The WellSpan Spotlight

Health and wellness

During WellSpan visit, a simple act reaches across cultures

During WellSpan visit, a simple act reaches across cultures

WellSpan physician Dr. Mark McKeague starts his visits with Ed and Rosie Leviste by doing something very simple: reaching out his hand. 

"My parents love that," says Christie Magsino, daughter of the Levistes, who are Filipino-American. "In our country if you hold someone's hand, that shows respect. He takes their hand. He says, 'How are you doing? I'm glad to see you.' For them, this is big." 

Through his respect, compassion, and culturally sensitive care for the Levistes, McKeague has built a relationship that has led to better health for the couple, who are both in their 70s and were hesitant to seek medical care when they first came from the Philippines to the U.S. almost 20 years ago. The couple lives with Magsino, a WellSpan regional quality clinical specialist. 

"My parents adore Dr. McKeague," Magsino says. "They do not want to get sick just to show him they are taking care of themselves. They do not want him to worry about them! Everything he tells them, they follow. It's their way of giving respect back to him." 

"This is because Dr. McKeague is the best doctor," Ed Leviste says. "He's so kind, always." 

During their patient appointments, McKeague, who practices at WellSpan Internal Medicine – Apple Hill in York, regularly asks detailed questions about the Levistes' diet, which includes traditional Filipino dishes, including white rice and meat, and cooking techniques, which often includes frying, and suggests ways to make it healthier. He asks them about their daily routines and tries to find ways to help them incorporate more movement into their particular activities. 

This is an embodiment of the WellSpan value of "respect for all," where WellSpan team members seek to better know their patients, strive to conduct themselves with empathy, and respect the diversity and dignity of all. 

For McKeague – and other WellSpan providers – this is the way to care for patients from any background, paying careful attention to the context and surroundings of their lives. His patients include people from South Central Pennsylvania, of course, but also from Africa, Peru, India, and other countries. McKeague enjoys what he learns from his patients and how he can design care that speaks to them and their unique background, lifestyle and eating habits.  

"I ask about their country, whether they have family members there, when was the last time they visited, and other questions. It helps to build rapport with them. It demonstrates that you are showing an interest in their life other than medical problems," he says, adding with delight, "I like to learn about my patients!" 

WellSpan's compassionate and culturally sensitive care has been the hallmark of the Levistes' experience across the WellSpan system, including the care Ed received when he had prostate cancer. It's been a journey for the Levistes, one that allowed them to overcome their hesitancy and develop trust in their providers, says Christie, who worked as a nurse and as a director of nursing in area nursing homes before her current position working with skilled nursing facilities on quality and transitions of care. 

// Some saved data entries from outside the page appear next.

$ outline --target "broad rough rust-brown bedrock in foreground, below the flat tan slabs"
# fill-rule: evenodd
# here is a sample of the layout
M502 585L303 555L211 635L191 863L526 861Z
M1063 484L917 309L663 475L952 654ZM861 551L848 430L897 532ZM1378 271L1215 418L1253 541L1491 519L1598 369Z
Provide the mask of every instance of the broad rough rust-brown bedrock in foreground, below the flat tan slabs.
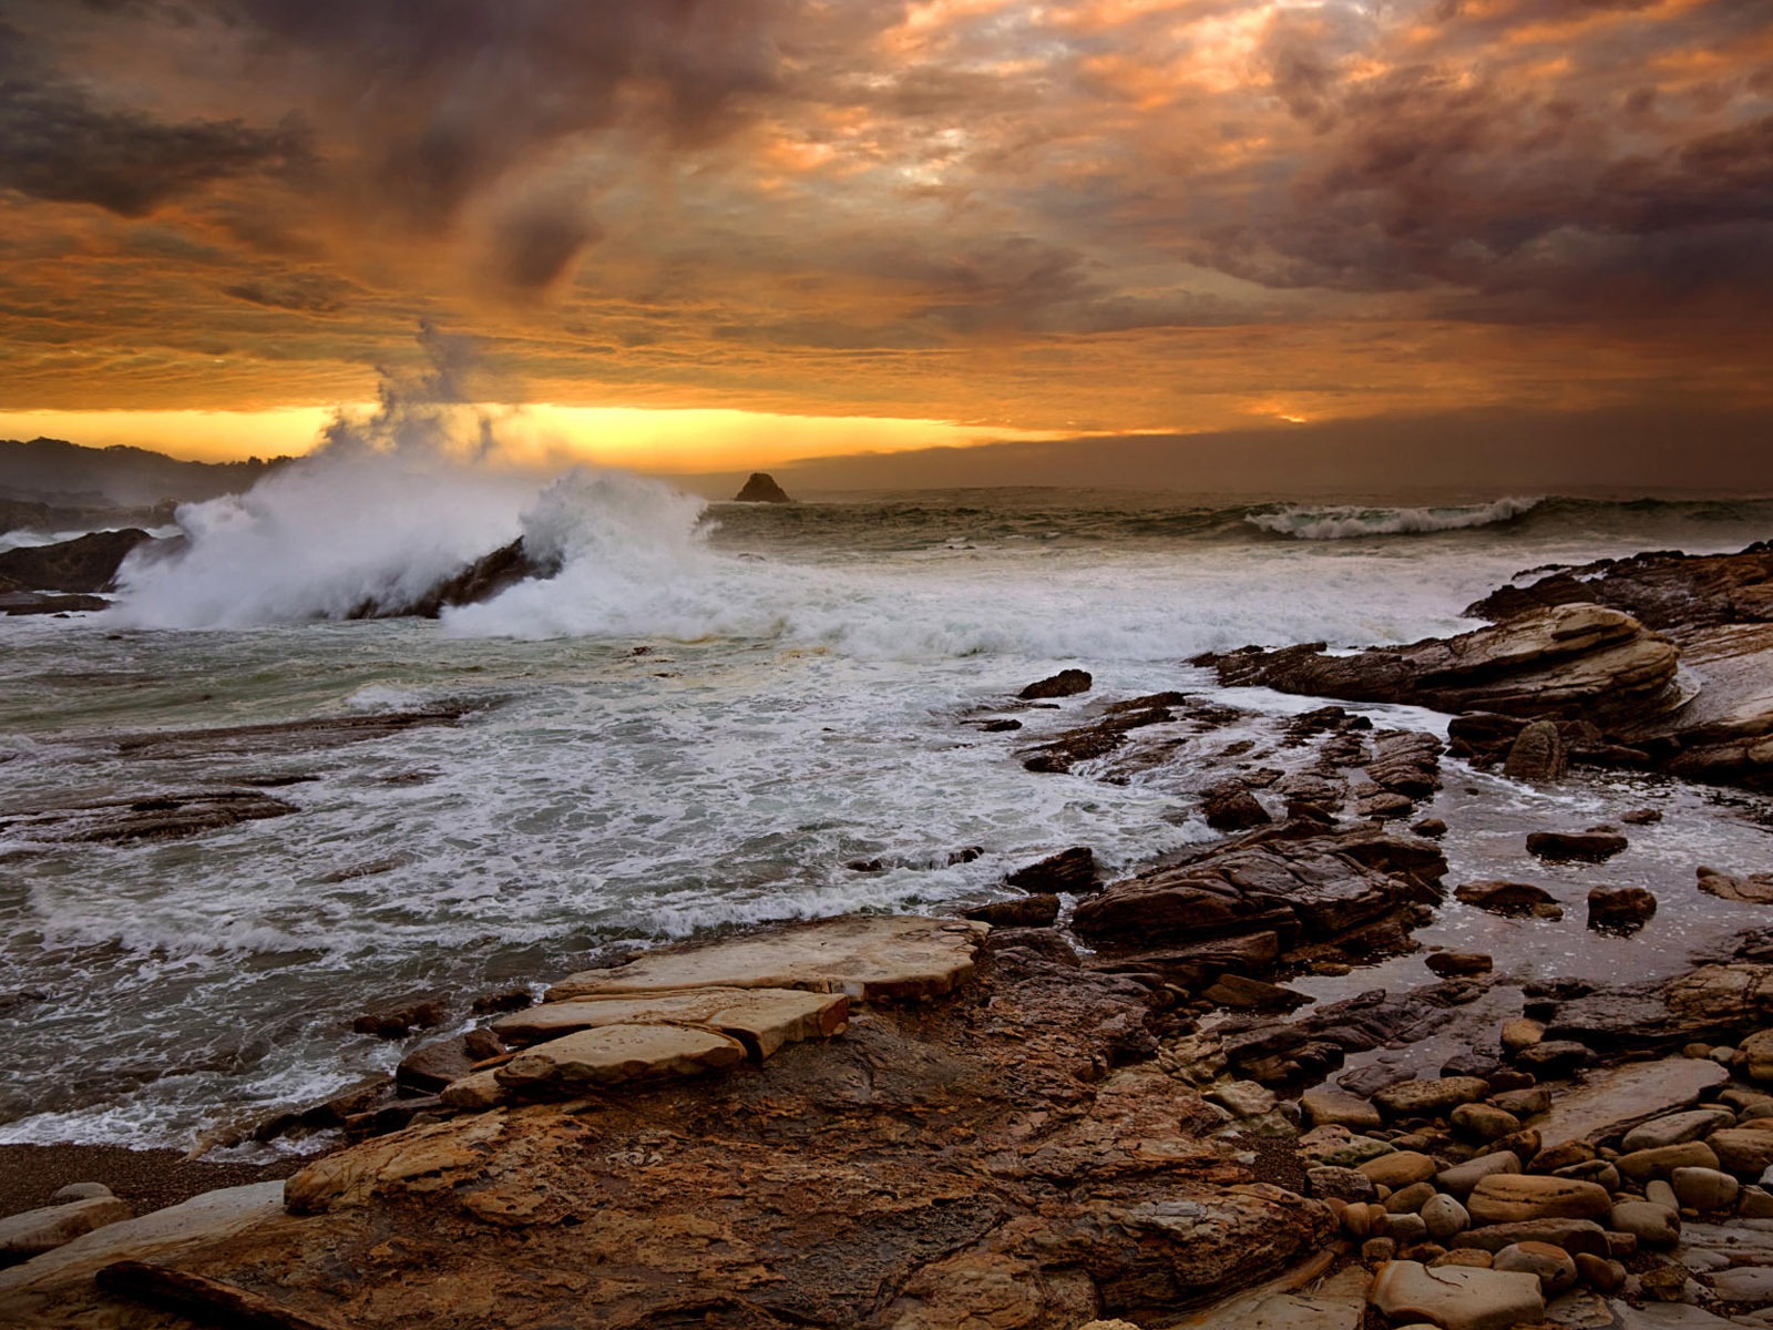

For his part, McKeague says he learns from his patients from all cultures, appreciating their respect for their elderly relatives, the importance they put on family relationships, and the gratitude they have for each day. 

"Mr. Leviste is one of the happiest guys you could ever meet," he says. "He's dealt with many things but he's always smiling. He's wonderful to work with. 

"These are patients you just look forward to seeing. You find them interesting, but they are just very warm, and they make you feel good. I admire them and they bring me joy."